Top U.S. hospital crippled by ransomware

CommonSpirit, one of the largest hospital chains in the U.S., suffered a major disruption in its services and operations owing to a ransomware attack. A part of its infrastructure was disconnected from the internet to contain the attack. According to reports, CHI Memorial Hospital (Tennessee), some St. Luke’s hospitals (Texas), and Virginia Mason Franciscan Health (Seattle) were impacted by the attack.

Top car manufacturer leaked customer data

Toyota Motor, the world’s largest car manufacturer, claimed that it inadvertently laid bare 296,000 customer records and assigned customer numbers via its T-Connect service. It warned that customers are at risk of social engineering attacks and phishing scams. The exposure is due to a website designer for the T-Connect website who uploaded parts of the source code with public settings.

Top Malware Reported in the Last 24 Hours

Malicious NFTs for Solana HODLers

Hackers were found sneaking into the devices of Solana crypto HODLers by hiding behind a new Phantom security update. They are airdropping infected NFTs to Solana owners that may deploy password-stealing malware leading to the theft of cryptocurrency wallets. The attack began roughly two weeks back with NFTs titled 'PHANTOMUPDATE.COM' or 'UPDATEPHANTOM.COM.'

Meta warns against malicious apps

Meta shared an update about 400 malicious Android and iOS apps that have been targeting device users across the globe to steal their Facebook login information. A majority of these were disguised as photo editors, games, VPN, services, business apps and other utilities to trick people into downloading them. The findings were reported to Google and Apple who are reportedly making potentially impacted people aware of safe practices.

Top Vulnerabilities Reported in the Last 24 Hours

Unpatched Zimbra zero-day under attack

The exploitation of a zero-day RCE bug, with a CVSS score of 9.8, in the Zimbra Collaboration Suite is underway. Tracked as CVE-2022-41352, the bug is due to the way Zimbra’s antivirus engine (Amavis) scans inbound emails. Rapid7 researchers have provided technical details, including a PoC exploit code and IOCs regarding the bug on AttackerKB. The firm has offered a workaround as the bug is yet to be patched.
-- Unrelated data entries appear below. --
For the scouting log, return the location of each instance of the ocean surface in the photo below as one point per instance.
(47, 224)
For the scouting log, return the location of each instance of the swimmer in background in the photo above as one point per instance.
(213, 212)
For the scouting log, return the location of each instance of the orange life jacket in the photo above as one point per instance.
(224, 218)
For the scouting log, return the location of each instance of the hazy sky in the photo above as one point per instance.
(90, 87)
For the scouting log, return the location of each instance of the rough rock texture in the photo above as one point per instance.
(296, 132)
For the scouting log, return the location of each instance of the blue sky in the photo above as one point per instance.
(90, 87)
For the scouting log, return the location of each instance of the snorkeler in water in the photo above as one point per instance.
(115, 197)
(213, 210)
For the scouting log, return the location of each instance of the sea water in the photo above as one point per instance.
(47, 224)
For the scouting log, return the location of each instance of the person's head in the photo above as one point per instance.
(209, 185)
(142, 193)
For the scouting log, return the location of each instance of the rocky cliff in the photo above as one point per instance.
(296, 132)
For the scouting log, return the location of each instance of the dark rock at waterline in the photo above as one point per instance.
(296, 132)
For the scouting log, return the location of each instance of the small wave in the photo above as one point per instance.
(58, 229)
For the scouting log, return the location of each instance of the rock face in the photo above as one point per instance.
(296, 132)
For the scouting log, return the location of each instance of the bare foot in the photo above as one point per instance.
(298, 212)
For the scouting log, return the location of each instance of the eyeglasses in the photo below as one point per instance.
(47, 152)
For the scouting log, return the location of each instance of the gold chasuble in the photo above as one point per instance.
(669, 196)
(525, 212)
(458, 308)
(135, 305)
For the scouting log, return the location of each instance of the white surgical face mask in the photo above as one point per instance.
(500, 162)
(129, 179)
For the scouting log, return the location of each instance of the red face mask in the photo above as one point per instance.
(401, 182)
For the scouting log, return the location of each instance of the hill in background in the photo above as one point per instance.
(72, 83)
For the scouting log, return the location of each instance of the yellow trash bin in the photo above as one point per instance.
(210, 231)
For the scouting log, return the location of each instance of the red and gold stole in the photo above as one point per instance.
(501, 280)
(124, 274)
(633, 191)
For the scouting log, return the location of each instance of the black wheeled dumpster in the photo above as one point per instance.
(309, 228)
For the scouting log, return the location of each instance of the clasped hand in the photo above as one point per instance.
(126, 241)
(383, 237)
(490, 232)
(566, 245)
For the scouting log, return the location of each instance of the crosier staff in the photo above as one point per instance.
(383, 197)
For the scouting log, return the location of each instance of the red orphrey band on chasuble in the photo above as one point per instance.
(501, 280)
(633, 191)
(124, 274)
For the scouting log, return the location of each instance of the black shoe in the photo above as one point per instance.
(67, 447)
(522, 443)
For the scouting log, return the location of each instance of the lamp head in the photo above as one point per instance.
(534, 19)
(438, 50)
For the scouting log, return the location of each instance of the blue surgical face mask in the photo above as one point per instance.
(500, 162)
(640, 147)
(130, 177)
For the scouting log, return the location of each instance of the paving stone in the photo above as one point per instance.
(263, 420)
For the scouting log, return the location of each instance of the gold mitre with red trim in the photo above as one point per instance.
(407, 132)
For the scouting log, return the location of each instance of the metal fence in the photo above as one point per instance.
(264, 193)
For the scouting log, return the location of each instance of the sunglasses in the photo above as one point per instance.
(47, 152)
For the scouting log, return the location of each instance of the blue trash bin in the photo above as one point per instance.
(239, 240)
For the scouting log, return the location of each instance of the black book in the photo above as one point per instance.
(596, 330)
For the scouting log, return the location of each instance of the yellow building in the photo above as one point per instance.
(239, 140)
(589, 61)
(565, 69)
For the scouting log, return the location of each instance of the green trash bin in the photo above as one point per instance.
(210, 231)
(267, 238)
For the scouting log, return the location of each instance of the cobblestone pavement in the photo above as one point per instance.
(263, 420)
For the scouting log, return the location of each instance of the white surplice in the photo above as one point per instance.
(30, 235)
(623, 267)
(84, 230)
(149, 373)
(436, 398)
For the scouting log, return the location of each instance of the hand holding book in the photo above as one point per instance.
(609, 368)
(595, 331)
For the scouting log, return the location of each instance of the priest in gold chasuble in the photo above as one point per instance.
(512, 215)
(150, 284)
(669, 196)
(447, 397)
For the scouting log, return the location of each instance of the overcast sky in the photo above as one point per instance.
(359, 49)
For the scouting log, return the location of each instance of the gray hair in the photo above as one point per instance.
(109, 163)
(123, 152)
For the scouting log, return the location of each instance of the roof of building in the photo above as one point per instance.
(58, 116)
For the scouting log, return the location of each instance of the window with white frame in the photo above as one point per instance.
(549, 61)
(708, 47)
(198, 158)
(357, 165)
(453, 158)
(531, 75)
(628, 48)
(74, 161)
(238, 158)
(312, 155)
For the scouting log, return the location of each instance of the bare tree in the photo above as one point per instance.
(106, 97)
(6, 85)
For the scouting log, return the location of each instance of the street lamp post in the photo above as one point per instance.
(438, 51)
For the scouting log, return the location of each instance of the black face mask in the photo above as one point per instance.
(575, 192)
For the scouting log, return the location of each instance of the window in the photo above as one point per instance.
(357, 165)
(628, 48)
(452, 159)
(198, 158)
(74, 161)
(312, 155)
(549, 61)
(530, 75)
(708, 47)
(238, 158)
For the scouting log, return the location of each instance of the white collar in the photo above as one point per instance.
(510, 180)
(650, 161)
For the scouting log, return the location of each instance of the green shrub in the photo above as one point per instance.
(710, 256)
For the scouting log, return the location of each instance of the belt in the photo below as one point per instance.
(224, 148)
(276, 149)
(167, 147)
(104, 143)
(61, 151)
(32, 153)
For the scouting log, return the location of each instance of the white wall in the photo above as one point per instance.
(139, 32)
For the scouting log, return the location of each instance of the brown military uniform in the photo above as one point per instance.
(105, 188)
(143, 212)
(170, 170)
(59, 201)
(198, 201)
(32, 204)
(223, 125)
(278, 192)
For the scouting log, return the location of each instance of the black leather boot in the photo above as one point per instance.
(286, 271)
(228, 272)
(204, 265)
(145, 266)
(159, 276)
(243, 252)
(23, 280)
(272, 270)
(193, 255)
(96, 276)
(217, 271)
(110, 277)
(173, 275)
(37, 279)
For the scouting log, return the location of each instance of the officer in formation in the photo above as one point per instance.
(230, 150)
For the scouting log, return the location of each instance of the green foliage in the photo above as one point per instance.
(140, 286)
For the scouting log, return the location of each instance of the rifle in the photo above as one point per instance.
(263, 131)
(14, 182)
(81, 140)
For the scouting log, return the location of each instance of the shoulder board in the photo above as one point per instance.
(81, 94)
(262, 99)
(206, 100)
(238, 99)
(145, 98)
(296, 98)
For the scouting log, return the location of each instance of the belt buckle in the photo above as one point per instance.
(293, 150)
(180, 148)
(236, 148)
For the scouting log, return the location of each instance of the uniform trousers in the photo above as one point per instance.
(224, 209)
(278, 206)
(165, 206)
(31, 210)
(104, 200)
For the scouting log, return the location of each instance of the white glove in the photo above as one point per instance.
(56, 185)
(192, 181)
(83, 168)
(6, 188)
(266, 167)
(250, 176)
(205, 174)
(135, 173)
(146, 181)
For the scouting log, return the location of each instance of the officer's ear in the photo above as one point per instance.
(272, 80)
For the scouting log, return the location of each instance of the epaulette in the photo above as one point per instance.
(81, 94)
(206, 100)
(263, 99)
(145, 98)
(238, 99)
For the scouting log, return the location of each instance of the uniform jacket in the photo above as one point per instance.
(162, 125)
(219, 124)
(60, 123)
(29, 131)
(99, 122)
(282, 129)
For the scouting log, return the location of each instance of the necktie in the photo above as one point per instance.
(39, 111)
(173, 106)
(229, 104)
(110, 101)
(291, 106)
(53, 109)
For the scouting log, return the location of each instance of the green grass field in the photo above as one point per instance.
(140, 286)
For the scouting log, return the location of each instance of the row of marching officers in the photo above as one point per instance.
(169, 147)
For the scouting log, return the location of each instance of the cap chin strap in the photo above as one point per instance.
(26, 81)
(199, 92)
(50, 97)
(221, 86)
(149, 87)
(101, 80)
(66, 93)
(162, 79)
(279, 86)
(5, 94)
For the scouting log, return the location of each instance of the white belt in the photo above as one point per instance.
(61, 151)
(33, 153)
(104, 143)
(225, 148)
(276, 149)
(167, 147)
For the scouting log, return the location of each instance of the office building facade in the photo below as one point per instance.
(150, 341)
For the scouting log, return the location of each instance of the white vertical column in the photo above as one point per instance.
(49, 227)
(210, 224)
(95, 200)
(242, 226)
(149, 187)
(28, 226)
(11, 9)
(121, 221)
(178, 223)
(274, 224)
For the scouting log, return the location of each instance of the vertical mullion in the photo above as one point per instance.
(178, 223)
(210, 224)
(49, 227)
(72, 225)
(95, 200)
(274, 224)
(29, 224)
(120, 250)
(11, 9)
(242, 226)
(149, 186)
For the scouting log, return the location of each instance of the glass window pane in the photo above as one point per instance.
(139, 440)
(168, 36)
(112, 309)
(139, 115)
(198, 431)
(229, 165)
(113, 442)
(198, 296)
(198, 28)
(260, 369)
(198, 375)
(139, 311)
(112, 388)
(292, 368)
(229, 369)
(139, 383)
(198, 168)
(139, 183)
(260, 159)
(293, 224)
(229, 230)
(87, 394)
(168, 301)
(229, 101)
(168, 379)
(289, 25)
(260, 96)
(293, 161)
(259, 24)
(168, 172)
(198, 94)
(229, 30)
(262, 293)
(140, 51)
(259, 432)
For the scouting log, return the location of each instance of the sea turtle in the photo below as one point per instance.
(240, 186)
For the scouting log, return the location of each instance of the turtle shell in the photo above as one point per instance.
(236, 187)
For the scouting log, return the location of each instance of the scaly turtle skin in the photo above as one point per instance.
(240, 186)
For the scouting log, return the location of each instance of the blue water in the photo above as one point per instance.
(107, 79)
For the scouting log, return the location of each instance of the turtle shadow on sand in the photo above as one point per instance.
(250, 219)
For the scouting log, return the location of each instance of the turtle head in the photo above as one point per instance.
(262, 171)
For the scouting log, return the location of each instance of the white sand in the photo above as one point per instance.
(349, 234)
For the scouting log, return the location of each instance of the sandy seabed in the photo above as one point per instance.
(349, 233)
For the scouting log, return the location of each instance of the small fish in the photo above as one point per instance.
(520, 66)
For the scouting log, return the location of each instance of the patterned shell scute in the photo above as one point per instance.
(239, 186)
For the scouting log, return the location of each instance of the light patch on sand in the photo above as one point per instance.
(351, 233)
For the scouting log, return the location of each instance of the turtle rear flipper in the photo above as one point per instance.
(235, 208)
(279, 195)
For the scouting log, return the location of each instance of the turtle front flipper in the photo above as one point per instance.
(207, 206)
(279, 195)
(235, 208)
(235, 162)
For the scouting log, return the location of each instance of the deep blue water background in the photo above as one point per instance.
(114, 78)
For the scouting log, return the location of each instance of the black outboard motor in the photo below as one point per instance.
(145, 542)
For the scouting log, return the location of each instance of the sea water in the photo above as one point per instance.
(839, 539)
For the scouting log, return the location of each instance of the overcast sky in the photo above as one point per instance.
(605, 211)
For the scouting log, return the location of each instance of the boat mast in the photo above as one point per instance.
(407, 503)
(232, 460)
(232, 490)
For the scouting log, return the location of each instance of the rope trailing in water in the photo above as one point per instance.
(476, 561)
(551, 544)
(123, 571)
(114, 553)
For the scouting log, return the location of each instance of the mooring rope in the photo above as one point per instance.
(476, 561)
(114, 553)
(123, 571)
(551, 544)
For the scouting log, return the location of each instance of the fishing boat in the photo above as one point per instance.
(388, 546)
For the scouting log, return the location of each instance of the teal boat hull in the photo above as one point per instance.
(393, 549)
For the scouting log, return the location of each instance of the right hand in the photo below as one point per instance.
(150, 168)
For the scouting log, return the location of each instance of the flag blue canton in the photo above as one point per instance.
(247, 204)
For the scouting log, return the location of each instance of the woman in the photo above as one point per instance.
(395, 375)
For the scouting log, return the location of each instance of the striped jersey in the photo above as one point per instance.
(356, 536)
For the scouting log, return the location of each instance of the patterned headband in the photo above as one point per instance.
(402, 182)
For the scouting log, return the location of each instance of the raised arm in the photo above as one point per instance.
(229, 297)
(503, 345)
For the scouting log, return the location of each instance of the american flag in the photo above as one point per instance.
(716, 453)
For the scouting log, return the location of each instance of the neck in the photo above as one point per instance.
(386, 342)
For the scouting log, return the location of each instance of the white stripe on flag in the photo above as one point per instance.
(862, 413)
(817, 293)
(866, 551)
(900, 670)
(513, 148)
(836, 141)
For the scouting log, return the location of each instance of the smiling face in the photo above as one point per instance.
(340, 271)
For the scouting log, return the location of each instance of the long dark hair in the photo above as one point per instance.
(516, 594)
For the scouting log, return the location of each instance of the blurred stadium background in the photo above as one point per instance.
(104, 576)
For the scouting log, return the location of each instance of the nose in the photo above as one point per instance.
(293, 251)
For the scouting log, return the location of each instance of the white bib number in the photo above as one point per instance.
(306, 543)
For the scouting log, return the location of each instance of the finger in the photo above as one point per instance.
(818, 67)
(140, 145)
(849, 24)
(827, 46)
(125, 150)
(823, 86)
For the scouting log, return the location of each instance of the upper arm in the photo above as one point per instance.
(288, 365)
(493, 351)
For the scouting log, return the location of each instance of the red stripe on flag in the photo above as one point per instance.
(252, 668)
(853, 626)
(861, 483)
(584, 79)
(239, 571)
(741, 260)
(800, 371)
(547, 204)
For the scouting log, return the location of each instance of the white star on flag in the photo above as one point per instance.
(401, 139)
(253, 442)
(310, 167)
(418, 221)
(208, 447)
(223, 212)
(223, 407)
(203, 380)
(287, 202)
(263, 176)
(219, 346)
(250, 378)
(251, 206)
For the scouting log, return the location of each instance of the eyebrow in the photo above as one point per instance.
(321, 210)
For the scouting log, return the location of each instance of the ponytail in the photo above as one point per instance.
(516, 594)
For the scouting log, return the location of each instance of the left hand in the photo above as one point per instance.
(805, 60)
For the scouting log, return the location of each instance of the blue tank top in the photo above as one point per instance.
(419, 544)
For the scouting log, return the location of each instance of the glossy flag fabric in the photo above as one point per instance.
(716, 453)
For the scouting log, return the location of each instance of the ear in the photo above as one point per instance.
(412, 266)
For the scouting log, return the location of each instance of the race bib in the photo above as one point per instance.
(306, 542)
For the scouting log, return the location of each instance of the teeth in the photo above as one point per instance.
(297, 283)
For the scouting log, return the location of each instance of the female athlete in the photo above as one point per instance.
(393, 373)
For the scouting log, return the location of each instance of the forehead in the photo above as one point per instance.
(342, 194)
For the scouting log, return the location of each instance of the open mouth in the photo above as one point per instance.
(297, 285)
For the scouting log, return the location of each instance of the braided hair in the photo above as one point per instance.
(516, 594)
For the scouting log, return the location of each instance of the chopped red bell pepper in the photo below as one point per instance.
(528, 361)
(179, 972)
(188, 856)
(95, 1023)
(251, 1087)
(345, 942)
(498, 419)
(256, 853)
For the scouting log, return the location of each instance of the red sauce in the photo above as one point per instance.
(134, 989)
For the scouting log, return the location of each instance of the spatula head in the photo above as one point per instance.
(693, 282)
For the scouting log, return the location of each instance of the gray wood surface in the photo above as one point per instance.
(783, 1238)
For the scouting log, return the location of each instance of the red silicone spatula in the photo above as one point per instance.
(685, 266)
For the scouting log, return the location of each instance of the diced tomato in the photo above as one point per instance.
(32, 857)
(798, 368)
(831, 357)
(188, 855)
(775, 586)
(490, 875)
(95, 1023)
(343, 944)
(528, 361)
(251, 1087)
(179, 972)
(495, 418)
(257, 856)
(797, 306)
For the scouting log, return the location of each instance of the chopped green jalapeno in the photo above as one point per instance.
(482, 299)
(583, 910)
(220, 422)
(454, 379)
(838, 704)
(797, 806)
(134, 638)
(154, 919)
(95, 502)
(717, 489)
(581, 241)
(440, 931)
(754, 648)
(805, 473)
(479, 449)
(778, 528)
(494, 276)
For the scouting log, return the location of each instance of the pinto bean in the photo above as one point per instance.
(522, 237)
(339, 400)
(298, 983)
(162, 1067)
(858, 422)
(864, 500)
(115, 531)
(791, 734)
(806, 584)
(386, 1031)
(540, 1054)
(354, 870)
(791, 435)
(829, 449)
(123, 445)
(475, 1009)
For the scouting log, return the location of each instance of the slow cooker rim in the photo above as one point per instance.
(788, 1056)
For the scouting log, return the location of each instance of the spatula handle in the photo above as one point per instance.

Critical vulnerability in Fortinet products

Cybersecurity firm Fortinet notified some of its customers of a sensitive and remotely exploitable flaw. The flaw, identified as CVE-2022-40684, is a critical authentication bypass vulnerability on the admin interface for its FortiOS and FortiProxy products. The warning was marked as ‘strictly confidential’ and recipients were asked not to share the infromation outside their organization.

CVSS 10.0 bug in vm2

Oxeye researchers uncovered a critical sandbox escape vulnerability in a popular JS sandbox library known as vm2. CVE-2022-36067 has received the maximum CVSS score of 10.0 and is dubbed SandBreak. By exploiting this vulnerability, a hacker can bypass sandbox environments and run shell commands on the host machine. Looking at sandbox use cases, its consequences could be widespread and critical.